As árvores um dia tão belas e brilhantes estavam envoltas por uma roseira cheia de espinhos dos mais afiados. Cada rosa púrpura se movia como se tocada por uma brisa que não soprava. E o cheiro de grama, de chuva. Nunca chovia no reino de seu Dono. Ele não gostava de água, tal como ela passara a detestar. 

Seu amigo, o fogo, não se aproximava da floresta Dele. Estava sozinha. E a floresta estava com fome, podia sentir. Estava se aproximando tão rápido quanto podia, naquele odioso deslizar. Nem seu Dono, nem seu amigo viria ao seu encontro. 

Estava acabada. Sem aqui nem lá. Assim cria, até ouvir aquele tímido chamado. 

Ergueu os olhos para ver uma pequena criatura com cara de sapo na borda da clareira. 

- Psiu! - chamou o goblin, encarando-a com dois grandes olhos amarelos. - Por aqui! 

Dedosdepó estava paralisada. 

- Ande logo, menina! Não temos mais tempo. - o pequeno e gordo sapo tinha ao menos uma dúzia de chaves penduradas no pescoço e uma roupa de seda amarela. - Vem, vem, vem! 
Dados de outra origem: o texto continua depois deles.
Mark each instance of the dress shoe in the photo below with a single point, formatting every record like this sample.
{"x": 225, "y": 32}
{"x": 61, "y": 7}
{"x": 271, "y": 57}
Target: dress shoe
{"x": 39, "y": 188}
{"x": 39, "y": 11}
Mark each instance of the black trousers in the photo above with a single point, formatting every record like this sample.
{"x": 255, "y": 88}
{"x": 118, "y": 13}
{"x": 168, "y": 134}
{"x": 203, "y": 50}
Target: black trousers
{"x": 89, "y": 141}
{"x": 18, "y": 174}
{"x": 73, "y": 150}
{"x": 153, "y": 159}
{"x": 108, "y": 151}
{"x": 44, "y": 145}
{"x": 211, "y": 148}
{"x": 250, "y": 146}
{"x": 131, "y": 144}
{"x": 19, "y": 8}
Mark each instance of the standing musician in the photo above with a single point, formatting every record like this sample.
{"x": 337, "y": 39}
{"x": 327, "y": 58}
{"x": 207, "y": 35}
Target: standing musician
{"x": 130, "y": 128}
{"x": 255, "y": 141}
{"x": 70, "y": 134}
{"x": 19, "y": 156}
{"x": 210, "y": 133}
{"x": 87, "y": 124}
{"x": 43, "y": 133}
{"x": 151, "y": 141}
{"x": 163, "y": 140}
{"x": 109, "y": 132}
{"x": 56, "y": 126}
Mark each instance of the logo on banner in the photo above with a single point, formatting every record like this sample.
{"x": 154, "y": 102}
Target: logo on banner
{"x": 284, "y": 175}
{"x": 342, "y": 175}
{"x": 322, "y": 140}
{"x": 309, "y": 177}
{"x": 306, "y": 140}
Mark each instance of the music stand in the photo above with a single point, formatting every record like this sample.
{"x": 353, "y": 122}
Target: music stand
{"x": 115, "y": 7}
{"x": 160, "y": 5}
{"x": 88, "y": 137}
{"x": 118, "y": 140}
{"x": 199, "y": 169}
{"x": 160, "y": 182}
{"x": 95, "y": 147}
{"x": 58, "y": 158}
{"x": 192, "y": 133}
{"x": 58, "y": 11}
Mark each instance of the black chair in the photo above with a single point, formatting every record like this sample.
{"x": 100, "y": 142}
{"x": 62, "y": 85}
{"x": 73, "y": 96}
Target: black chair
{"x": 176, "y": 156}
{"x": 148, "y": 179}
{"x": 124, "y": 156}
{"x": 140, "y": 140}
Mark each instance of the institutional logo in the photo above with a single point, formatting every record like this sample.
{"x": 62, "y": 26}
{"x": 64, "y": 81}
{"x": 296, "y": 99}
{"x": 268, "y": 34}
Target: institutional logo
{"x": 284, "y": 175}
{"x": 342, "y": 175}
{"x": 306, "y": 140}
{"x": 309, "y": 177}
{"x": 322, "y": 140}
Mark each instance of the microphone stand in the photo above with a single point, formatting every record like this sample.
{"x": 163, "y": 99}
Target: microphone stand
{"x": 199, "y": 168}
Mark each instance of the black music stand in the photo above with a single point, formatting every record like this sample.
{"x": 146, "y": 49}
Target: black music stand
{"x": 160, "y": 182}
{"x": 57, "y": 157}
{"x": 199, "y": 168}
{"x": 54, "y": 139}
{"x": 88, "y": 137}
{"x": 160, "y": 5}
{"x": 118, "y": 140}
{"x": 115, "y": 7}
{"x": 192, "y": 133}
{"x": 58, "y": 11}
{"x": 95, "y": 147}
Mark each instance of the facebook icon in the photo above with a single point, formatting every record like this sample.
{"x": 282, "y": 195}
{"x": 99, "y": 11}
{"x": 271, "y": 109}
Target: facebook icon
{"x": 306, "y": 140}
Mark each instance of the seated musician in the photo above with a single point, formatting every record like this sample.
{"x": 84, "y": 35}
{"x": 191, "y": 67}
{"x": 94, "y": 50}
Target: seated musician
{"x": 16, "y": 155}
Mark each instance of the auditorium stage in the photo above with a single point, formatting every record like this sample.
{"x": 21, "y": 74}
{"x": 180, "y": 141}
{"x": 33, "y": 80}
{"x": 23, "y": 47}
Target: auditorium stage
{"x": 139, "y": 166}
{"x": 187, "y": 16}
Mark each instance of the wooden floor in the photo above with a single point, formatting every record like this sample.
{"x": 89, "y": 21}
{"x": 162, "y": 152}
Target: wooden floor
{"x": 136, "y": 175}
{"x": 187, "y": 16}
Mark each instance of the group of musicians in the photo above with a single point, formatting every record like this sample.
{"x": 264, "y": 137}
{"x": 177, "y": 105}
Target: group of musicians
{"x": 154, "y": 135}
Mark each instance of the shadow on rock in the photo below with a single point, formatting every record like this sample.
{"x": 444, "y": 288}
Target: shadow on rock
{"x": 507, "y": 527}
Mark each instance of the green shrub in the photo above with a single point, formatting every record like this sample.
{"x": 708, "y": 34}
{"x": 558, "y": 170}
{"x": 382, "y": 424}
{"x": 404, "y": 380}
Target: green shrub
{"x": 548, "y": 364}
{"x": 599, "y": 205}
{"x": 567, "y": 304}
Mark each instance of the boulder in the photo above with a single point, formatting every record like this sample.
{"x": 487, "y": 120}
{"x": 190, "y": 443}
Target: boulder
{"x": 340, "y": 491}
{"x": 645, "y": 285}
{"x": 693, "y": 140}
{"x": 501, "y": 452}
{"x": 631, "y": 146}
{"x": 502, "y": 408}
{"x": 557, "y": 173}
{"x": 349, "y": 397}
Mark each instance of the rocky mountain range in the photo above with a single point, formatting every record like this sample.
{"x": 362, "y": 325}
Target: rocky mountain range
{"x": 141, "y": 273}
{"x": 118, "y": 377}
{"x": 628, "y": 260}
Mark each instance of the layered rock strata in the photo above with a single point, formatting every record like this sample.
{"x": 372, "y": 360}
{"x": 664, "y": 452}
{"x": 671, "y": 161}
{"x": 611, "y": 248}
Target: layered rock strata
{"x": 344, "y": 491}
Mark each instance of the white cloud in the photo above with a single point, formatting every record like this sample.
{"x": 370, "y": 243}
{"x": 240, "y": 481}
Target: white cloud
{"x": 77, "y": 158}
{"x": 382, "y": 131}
Ela piscou, aturdida, antes de engatinhar e se erguer, correndo na direção dele. Viu que a criatura estava de pé bem diante de um buraco redondo no solo. 

- Pra dentro! 

 

Recostou-se num dos carros parados na porta e olhou para dentro, tentando evitar a sensação agoniante de que as árvores atrás dela inclinavam-se para devorá-la. Abriu seu isqueiro. O olho azul piscou para ela, sussurrando para que se acalmasse. 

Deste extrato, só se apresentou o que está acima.